Julianne Cerasoli

Dispensas de dezembro

Histórias como a de Hulkenberg são raridade

Que ninguém ache que a Fórmula 1 é lugar de caridade: nenhuma equipe está preocupada com o futuro de um piloto quando o dispensa. Mas não dá para negar que a demora para a definição tem atrapalhado o andamento da carreira de muitos jovens talentos.

Há quem possa pensar: mas esse Jaime Alguersuari nunca mostrou serviço! E o Adrian Sutil, então! Mas lembrando que Sebastian Vettel, por exemplo, cometeu erros como o que tirou Jenson Button do GP da Bélgica em sua segunda temporada como piloto de time grande ou que Lewis Hamilton teve performances abaixo da crítica já campeão do mundo em 2011 – apenas para dar dois exemplos de jovens que mostraram serviço logo de cara – é de se imaginar o que alguns nomes que ficaram pelo caminho poderiam ter feito.

Computando apenas os últimos dois anos, a lista é grande: Nico Hulkenberg, Adrian Sutil, Bruno Senna, Sebastien Buemi, Jaime Alguersuari e, por que não, Rubens Barrichello são alguns pilotos que foram dispensados após o final da temporada. Eles tinham níveis de experiência e resultados diversos. Nenhum deles conseguiu uma vaga como titular na categoria no ano seguinte.

Deles, só Hulkenberg e Senna voltaram ao grid – o primeiro, porque amarrou um contrato de piloto de testes que lhe garantiria uma promoção no ano seguinte; o segundo, por ter entrado na linha de sucessão após o improvável acidente de Kubica e a substituição de Heidfeld.
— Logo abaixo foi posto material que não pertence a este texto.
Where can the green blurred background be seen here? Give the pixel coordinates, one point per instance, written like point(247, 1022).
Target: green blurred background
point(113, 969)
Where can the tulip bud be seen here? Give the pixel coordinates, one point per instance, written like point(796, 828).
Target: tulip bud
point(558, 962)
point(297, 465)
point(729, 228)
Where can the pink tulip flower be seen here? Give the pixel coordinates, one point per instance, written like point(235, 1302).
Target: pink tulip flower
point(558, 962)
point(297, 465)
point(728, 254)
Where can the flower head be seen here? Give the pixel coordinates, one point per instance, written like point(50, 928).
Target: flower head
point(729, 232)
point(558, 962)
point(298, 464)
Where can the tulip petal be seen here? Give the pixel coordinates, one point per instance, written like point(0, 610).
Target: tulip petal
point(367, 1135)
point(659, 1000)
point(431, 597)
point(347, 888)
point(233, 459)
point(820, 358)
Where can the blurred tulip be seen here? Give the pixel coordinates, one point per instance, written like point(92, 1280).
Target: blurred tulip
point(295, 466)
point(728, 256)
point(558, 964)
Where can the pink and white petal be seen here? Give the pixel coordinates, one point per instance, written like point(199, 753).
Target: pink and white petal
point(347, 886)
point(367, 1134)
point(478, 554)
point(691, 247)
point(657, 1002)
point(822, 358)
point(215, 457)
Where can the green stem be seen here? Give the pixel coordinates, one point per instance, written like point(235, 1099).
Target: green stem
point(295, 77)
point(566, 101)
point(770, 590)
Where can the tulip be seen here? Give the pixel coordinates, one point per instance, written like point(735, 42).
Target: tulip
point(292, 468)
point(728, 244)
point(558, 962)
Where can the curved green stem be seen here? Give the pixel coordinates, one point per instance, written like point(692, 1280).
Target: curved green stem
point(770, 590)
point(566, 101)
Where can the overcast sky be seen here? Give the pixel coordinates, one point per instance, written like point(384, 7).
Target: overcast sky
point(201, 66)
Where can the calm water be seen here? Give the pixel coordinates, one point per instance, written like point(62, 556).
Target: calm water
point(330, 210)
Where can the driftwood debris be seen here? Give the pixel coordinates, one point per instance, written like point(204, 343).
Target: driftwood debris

Dá para entender por que uma equipe média ou pequena demora para definir seus pilotos: é uma pura questão de barganha. Como as vagas são definidas em uma balança entre patrocínio e potencial de resultados (e mais dinheiro), os times vão esperando as ofertas aumentarem. Se o piloto titular não conseguir cobri-la, é trocado. Que o diga o próprio Senna, pela terceira vez (se considerarmos que o então vice-campeão da GP2 colocou todas as fichas na Honda em 2009 e perdeu), e Kobayashi, que aparenta estar em situação bastante complicada para o ano que vem.

Essa dura realidade acaba ceifando carreiras. Se somarmos a isso a falta de testes e a necessidade de convencer investidores a colocar um dinheiro que, convenhamos, tem retorno direto muito improvável, pelo menos nos primeiros anos, não tem sido nada fácil ser novato na Fórmula 1.

Vettel e Hamilton são dois dos últimos exemplos de pilotos formados na era dos testes. Mesmo assim, não deixaram de se desenvolver quando já estavam em times de ponta – a exemplo do que vai acontecer com Perez ano que vem. Será que não estamos esperando demais de quem está chegando agora?